血无痕骂骂咧咧地将手中那具惨不忍睹的女尸像扔垃圾一样随手扔到了大殿的角落里,然后大马金刀地走到右侧第一张太师椅上坐下,一双铜铃般大小、布满血丝的眼睛死死地盯着对面的林剑绝,毫不掩饰眼中的嘲弄与杀意。
“哟,大师兄,这么早就来这儿装模作样了?怎么,昨晚一个人独守空房,滋味不好受吧?”血无痕咧开大嘴,露出森白的牙齿,“听说你昨天把你的宝贝剑宗圣女老婆,洗剥干净送给那个快咽气的老头子暖床了?啧啧啧,大师兄这份‘孝心’,真是感天动地啊!连绿帽子都戴得这么开心,师弟我真是佩服得五体投地!”
血无痕的话语粗鄙不堪,直接撕破了林剑绝那层虚伪的面纱。
大殿内的空气瞬间降至冰点,林剑绝握着骨杯的手指猛地一紧,骨杯表面甚至出现了细微的裂纹。
“血无痕,你嘴巴放干净点!”林剑绝眼神阴冷地盯着对方,一股属于元婴后期巅峰的凌厉剑气在他周身隐隐流转,仿佛随时都会将对方千刀万剐,“师尊为了宗门操劳一生,如今寿元将尽,我身为大弟子,替师尊分忧,献上鼎炉为其续命,有何不可?倒是你,整日沉迷于那些低贱的肉欲之中,连合欢宗的残花败柳都不放过,简直丢尽了天魔宗的脸!”
“放你娘的狗屁!”血无痕勃然大怒,猛地一拍扶手站了起来,浑身爆发出浓烈的血煞之气,“老头子早就该死了!占着茅坑不拉屎,这三百年来,他除了躲在洞府里苟延残喘,还干了什么?这天魔宗的江山,是我们四堂长老一刀一枪杀出来的!你少他娘的拿‘孝道’来压我!你那点破心思,谁不知道?你不就是想用你老婆那带毒的骚屄,把老头子最后一点精血榨干吗?装什么大尾巴狼!”
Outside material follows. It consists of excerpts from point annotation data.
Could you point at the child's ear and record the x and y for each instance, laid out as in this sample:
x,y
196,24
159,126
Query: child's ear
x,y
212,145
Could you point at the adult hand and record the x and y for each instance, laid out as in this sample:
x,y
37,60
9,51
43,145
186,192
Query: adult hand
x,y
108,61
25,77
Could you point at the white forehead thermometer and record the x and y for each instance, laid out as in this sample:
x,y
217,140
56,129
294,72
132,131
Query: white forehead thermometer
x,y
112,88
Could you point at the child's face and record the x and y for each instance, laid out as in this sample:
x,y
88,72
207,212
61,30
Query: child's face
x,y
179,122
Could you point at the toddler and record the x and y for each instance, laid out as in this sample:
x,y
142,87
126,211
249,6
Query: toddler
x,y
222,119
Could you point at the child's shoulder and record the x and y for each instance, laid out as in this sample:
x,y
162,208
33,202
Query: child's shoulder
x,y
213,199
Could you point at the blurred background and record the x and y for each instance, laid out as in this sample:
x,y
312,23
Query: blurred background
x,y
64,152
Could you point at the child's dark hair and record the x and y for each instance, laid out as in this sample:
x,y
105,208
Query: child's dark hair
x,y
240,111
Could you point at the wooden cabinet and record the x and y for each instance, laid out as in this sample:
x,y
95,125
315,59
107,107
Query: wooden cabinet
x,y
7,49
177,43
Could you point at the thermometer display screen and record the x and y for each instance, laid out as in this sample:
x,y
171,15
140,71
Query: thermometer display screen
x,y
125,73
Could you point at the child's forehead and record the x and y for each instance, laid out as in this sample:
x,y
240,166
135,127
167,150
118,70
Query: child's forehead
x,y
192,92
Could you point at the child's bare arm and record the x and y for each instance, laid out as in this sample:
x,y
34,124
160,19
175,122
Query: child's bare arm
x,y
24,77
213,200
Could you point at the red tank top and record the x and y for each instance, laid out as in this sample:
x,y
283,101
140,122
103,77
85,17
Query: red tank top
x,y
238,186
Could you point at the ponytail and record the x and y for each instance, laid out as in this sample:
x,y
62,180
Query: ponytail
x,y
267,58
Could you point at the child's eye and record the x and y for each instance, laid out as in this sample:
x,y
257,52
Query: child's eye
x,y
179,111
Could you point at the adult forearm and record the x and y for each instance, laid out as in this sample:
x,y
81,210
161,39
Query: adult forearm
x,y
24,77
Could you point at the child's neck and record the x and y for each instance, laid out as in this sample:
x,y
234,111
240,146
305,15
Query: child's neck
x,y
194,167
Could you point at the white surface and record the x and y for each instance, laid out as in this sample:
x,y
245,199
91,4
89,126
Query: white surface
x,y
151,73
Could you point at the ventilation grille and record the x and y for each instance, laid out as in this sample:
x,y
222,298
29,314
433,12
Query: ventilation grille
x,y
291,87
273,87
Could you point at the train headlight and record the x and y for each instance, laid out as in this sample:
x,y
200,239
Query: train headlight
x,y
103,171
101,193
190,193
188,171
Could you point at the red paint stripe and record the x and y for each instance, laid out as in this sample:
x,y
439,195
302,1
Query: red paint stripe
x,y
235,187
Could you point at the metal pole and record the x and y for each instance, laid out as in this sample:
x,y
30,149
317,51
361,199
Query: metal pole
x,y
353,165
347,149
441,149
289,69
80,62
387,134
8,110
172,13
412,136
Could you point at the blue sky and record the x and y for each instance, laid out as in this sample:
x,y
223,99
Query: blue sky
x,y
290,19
血无痕崇尚绝对的武力,对林剑绝这种阴险狡诈的做派嗤之以鼻。
在他看来,夺位就应该真刀真枪地干,谁拳头大谁就是宗主。
把自己的女人送出去算什么本事?
“你找死!”林剑绝被戳中痛处,眼中杀机大盛,并指成剑,一道漆黑的魔道剑气瞬间在指尖凝聚,遥指血无痕的眉心。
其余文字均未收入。